New York mayor Michael Bloomberg — otherwise known as “Food-Nanny Mike” — announced another health initiative today. Now he wants to reduce the amount of salt in food. Interestingly, some food companies have already been removing salt from their products for years. Did you know that?
New York’s salt-lowering planis supported by 26 other cities and organizations. It aims to cut the salt in packaged and restaurant foods by about 20% over five years. From the press release:
“Consumers can always add salt to food, but they can’t take it out,” said Dr. Thomas Farley, New York City Health Commissioner. “At current levels, the salt in our diets poses health risks for people with normal blood pressure, and it’s even riskier for the 1.5 million New Yorkers with high blood pressure.
The health commissioner says only 11% of the salt Americans eat comes from their own saltshakers. Unlike Mayor Bloomberg’s initiatives to cut trans fats and require restaurants to post calorie information, the National Salt Reduction Initiative is voluntary. The Subway restaurant chain has agreed to go along, but other companies say it’s too aggressive. Here’s Campbell’s press release:
“We share a common goal to help improve the health of Americans, but our path to get there is very different,” said Chor-San Khoo, Vice President of Campbell’s Global Nutrition and Health. “We appreciate the opportunity to participate in meetings with New York City officials to share key lessons from our long-standing sodium reduction efforts. Their sodium reduction vision is laudable. However the targets proposed are quite aggressive and difficult to achieve, particularly in the recommended timeframes.”

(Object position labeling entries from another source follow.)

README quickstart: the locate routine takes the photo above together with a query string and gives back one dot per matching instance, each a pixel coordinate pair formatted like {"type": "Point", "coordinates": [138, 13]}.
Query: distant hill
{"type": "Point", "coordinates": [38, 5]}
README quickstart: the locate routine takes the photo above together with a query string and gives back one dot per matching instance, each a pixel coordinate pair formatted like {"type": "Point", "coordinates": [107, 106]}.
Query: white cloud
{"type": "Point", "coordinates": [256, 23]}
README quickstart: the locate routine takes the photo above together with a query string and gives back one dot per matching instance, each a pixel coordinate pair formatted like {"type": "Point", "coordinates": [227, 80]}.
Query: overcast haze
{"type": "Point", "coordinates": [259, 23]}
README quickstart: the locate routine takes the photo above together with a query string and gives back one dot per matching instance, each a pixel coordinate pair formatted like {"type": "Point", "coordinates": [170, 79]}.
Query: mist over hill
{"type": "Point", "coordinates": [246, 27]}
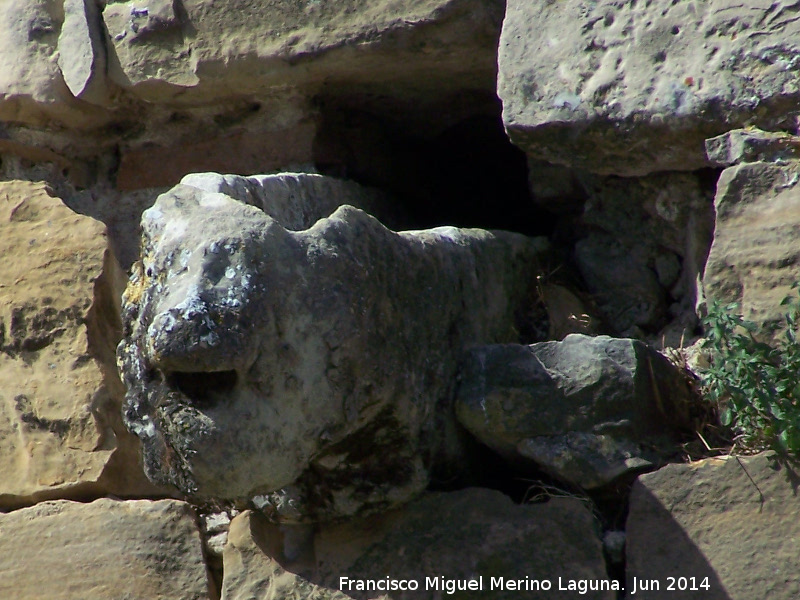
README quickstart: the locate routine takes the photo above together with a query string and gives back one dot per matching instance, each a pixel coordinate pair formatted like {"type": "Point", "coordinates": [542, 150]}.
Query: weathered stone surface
{"type": "Point", "coordinates": [60, 428]}
{"type": "Point", "coordinates": [297, 200]}
{"type": "Point", "coordinates": [81, 51]}
{"type": "Point", "coordinates": [754, 256]}
{"type": "Point", "coordinates": [205, 48]}
{"type": "Point", "coordinates": [317, 364]}
{"type": "Point", "coordinates": [566, 312]}
{"type": "Point", "coordinates": [252, 568]}
{"type": "Point", "coordinates": [471, 534]}
{"type": "Point", "coordinates": [32, 88]}
{"type": "Point", "coordinates": [751, 145]}
{"type": "Point", "coordinates": [731, 520]}
{"type": "Point", "coordinates": [140, 549]}
{"type": "Point", "coordinates": [279, 143]}
{"type": "Point", "coordinates": [646, 249]}
{"type": "Point", "coordinates": [587, 409]}
{"type": "Point", "coordinates": [632, 88]}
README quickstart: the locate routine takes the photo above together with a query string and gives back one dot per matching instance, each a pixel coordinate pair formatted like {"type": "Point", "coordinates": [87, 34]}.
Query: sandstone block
{"type": "Point", "coordinates": [730, 522]}
{"type": "Point", "coordinates": [137, 550]}
{"type": "Point", "coordinates": [297, 200]}
{"type": "Point", "coordinates": [81, 51]}
{"type": "Point", "coordinates": [631, 89]}
{"type": "Point", "coordinates": [205, 48]}
{"type": "Point", "coordinates": [33, 90]}
{"type": "Point", "coordinates": [60, 427]}
{"type": "Point", "coordinates": [473, 534]}
{"type": "Point", "coordinates": [587, 410]}
{"type": "Point", "coordinates": [754, 255]}
{"type": "Point", "coordinates": [315, 366]}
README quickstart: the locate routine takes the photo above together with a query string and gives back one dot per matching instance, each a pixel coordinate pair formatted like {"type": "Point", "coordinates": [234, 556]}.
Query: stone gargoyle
{"type": "Point", "coordinates": [312, 369]}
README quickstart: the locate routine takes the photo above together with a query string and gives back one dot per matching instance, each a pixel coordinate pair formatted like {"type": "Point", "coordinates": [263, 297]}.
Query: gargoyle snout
{"type": "Point", "coordinates": [197, 337]}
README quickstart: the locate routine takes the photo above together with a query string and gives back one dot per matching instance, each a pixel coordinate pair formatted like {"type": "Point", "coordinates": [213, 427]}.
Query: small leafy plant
{"type": "Point", "coordinates": [756, 385]}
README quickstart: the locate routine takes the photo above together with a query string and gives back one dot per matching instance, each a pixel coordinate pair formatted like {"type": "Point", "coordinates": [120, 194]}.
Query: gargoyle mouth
{"type": "Point", "coordinates": [203, 389]}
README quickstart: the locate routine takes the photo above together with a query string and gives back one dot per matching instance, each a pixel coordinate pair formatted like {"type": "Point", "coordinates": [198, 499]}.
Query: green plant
{"type": "Point", "coordinates": [755, 384]}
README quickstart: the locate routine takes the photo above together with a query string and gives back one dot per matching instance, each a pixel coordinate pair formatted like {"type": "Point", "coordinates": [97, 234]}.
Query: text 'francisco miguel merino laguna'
{"type": "Point", "coordinates": [476, 584]}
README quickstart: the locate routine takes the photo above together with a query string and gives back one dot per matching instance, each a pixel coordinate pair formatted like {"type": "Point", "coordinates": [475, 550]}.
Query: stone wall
{"type": "Point", "coordinates": [298, 295]}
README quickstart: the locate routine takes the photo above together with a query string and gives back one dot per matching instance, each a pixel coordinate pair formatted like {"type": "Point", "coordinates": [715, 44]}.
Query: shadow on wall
{"type": "Point", "coordinates": [467, 174]}
{"type": "Point", "coordinates": [662, 559]}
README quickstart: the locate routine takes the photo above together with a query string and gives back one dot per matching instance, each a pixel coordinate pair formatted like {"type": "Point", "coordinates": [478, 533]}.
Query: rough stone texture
{"type": "Point", "coordinates": [566, 312]}
{"type": "Point", "coordinates": [754, 256]}
{"type": "Point", "coordinates": [317, 364]}
{"type": "Point", "coordinates": [732, 520]}
{"type": "Point", "coordinates": [751, 145]}
{"type": "Point", "coordinates": [587, 409]}
{"type": "Point", "coordinates": [279, 134]}
{"type": "Point", "coordinates": [32, 89]}
{"type": "Point", "coordinates": [646, 247]}
{"type": "Point", "coordinates": [461, 535]}
{"type": "Point", "coordinates": [60, 427]}
{"type": "Point", "coordinates": [81, 51]}
{"type": "Point", "coordinates": [205, 48]}
{"type": "Point", "coordinates": [252, 568]}
{"type": "Point", "coordinates": [630, 88]}
{"type": "Point", "coordinates": [137, 550]}
{"type": "Point", "coordinates": [298, 200]}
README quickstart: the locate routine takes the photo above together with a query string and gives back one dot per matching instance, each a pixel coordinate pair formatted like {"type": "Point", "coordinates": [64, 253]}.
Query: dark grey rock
{"type": "Point", "coordinates": [439, 541]}
{"type": "Point", "coordinates": [587, 409]}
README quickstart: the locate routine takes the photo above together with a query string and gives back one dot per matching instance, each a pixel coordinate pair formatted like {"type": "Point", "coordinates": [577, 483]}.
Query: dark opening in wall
{"type": "Point", "coordinates": [466, 174]}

What Campbell’s means by its “long-standing sodium reduction efforts” is explained in today’s Wall Street Journal:
Instead of offering foods labeled as low salt that few people eat, they are gradually reducing the salt from some of their most popular items–and not making a big fuss about it on the label.
By next summer, ConAgra Food Inc.’s Chef Boyardee canned pasta will have decreased its sodium by about 35% over the course of five years without a word on the package. Campbell Soup Co.’s original flavor of V8 100% vegetable juice also silently dropped its sodium by 32% over eight years.
Why are companies being stealthy about going healthy? Apparently, people need to be weaned off salt. They don’t seem to like it when you banish the sodium all at once:
In the early 1980s, after public-health advocates began sounding alarms, Kellogg Co. launched Low Sodium Kellogg’s Corn Flakes and Low Sodium Kellogg’s Rice Krispies. They had no sodium per serving versus 300 milligrams in the original cereal–and few buyers. Kellogg scrapped the products after four years.
Consumers thought the new products were “bland and devoid of flavor,” says Celeste Clark, who was then the cereals’ brand manager and today is the senior vice president of global nutrition.
That experience helped push Kellogg to reduce sodium gradually while focusing on maintaining consumers’ acceptance of how the products taste. Kellogg’s All-Bran cereal shed three-fourths of its sodium over 20 years as the company simply added less salt.
Besides being a flavor-enhancer, salt is a preservative, ensuring food lasts longer. Reducing it is somewhat expensive, so why would companies want to take it out? It appears they saw a measure like Bloomberg’s coming, or perhaps they were worried people might start suing for being salted to death?
What do you think of the New York measure?